Events after the balance sheet date
On 28 January 2015, BA entered into a business transfer agreement with its wholly-owned subsidiary Avios Group (AGL) Limited (“AGL”). This transferred certain parts of the BA Executive Club business, relating to the frequent flyer programme, to AGL in return for additional shares in the amount of £1.6 billion fully paid up Class A Shares in AGL.
BA’s existing holdings in AGL have been converted to Class A shares, while Iberia, which has entered into a similar transaction with AGL, received Class B shares in exchange for the transfer of the Iberia Plus programme to AGL. This has resulted in BA’s shareholding being reduced on 28 January 2015 from 100% of the existing AGL business to 86% of the combined customer loyalty business.
Following the business restructure, BA now no longer has the power to affect the returns of AGL as it now falls within the governance structure of IAG. The voting rights relate to reserved matters which exclude the power to control the financial and operating decisions in AGL. This meant, from the date of the transaction, AGL has been de-recognised as a subsidiary in January 2015 and is now recognised as an associate of the Group at the fair value of the retained interest.
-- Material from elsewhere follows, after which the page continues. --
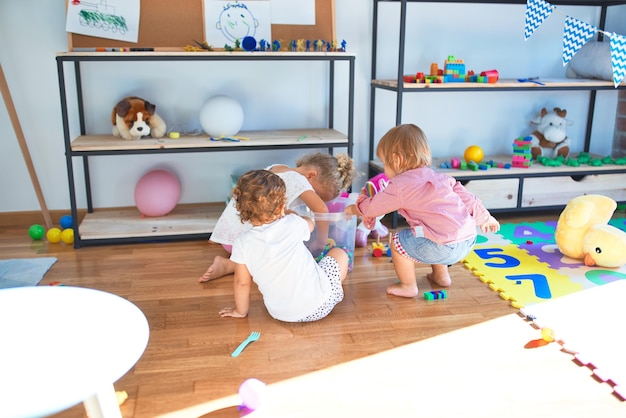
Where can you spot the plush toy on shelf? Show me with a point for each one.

This is in accordance with the requirement of IFRS 10: Consolidated Financial Statements.
On initial recognition of the retained investment, the Group has recognised an investment in associate at a value of £1.6 billion with a resulting gain on loss of control of a subsidiary recognised below operating profit of £1.5 billion being recognised in 2015. This has been measured as the difference between the fair value of the remaining interest and the deconsolidated net assets of AGL.